“Then I have an idea,” said Holt.
As soon as Holt had left, Johansson told his secretary that under no circumstances did he want to be disturbed. Then he ordered coffee and a much too large bag of Danish pastries from a nearby bakery, and because his wife was traveling for work he had the whole afternoon and evening to himself to go through the crime scene investigation from Eriksson’s apartment and the autopsy report in peace and quiet.
When he got up from his desk a few hours later to stretch his legs, he was completely convinced that he knew what had gone on down to the slightest detail when Kjell Göran Eriksson was murdered almost ten and a half years ago.
Oh shit, thought Lars Martin Johansson, who had never really been able to come to terms with the experience of holding another person’s entire existence in his hands. Maybe I could call Jarnie. After all, he was the one who found Eriksson, he thought, and the mere idea made his mood feel lighter.

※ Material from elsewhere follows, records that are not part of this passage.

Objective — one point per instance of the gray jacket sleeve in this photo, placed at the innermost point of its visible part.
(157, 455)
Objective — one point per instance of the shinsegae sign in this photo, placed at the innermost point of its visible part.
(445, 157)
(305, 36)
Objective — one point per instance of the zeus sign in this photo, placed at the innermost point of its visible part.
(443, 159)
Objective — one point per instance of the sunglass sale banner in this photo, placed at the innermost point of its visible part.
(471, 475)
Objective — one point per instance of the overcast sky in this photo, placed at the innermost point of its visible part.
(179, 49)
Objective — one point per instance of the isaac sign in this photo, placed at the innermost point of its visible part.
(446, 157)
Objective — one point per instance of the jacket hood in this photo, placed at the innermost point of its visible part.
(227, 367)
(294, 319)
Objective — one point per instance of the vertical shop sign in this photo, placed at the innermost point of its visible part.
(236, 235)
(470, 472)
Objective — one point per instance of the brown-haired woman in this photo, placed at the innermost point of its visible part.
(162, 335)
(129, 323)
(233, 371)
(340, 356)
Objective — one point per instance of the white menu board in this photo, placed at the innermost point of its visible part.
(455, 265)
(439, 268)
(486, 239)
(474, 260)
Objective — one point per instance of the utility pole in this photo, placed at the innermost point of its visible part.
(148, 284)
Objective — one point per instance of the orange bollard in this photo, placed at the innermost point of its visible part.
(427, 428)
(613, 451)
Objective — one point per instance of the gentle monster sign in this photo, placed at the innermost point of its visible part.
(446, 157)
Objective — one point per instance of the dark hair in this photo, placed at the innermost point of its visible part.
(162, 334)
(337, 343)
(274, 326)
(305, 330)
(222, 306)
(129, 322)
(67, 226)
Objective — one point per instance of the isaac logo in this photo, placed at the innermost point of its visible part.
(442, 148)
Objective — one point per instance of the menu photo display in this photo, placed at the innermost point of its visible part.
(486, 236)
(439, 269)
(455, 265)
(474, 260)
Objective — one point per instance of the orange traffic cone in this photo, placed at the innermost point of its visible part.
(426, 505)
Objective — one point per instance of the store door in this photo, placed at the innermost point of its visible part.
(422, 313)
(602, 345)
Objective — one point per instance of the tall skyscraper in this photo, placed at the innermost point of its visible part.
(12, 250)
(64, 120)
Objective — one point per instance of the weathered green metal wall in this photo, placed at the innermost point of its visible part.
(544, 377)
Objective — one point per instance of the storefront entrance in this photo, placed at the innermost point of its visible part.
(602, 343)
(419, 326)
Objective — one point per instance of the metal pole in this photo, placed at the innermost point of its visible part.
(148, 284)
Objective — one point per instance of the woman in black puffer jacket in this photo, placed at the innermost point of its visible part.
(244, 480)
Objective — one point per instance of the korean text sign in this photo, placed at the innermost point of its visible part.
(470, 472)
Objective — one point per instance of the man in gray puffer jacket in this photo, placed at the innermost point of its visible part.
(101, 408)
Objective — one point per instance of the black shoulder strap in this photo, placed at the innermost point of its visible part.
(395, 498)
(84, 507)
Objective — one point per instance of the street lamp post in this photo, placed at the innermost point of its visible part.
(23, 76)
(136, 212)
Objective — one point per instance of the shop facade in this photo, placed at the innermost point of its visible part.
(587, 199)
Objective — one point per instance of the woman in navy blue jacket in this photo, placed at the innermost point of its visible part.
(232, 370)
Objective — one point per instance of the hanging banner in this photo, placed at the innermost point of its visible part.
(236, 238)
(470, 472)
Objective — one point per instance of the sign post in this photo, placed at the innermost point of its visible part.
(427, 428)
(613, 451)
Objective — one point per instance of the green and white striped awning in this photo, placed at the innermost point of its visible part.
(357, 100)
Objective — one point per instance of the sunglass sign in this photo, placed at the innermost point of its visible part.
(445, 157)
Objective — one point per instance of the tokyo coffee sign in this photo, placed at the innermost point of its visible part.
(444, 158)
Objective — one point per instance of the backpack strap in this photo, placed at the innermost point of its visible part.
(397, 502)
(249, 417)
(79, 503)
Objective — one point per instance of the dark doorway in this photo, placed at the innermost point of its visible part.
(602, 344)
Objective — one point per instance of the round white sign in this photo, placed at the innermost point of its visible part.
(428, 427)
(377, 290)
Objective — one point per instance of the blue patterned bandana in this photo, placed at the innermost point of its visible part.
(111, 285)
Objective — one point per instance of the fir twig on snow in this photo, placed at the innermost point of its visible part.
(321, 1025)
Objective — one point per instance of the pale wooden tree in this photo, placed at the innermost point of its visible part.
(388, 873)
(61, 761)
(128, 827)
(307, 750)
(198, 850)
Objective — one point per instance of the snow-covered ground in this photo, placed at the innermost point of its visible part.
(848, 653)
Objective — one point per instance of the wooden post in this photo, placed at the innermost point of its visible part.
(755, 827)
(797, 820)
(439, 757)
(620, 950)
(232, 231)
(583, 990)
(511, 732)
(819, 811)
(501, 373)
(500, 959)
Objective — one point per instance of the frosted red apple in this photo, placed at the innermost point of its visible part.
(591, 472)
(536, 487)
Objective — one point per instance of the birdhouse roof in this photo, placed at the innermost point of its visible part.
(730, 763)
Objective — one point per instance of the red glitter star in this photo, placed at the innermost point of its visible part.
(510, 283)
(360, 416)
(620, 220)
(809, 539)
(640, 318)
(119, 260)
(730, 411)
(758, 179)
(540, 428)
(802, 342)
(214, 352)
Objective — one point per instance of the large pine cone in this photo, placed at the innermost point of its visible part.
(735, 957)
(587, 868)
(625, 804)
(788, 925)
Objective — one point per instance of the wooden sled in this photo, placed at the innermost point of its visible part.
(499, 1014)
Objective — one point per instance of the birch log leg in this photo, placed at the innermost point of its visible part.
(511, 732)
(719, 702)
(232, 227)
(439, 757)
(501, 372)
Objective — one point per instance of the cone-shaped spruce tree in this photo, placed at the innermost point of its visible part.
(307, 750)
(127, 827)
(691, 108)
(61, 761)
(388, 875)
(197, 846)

“The murder of Kjell Eriksson,” said Johansson. “Do you remember it?”
“I was the one who found him, so I guess I remember a few things,” Jarnebring answered. “Bäckström got to play investigation leader and Wiijnbladh was of course the way he was—so the fact that it went the way it did probably isn’t so strange.”
“A poorly run investigation,” said Johansson, and this was more a statement than a question.
“Does Dolly Parton sleep on her back? Does Pinocchio have a wooden dick?” Jarnebring asked. “True, I hoped you might treat me to dinner, but it’s clear … if you’ve cleared up a ten-year-old murder for us I might as well treat myself to a hot dog on the way home.”
“It doesn’t have to be that bad,” said Johansson. “I’ve already reserved a table for us.”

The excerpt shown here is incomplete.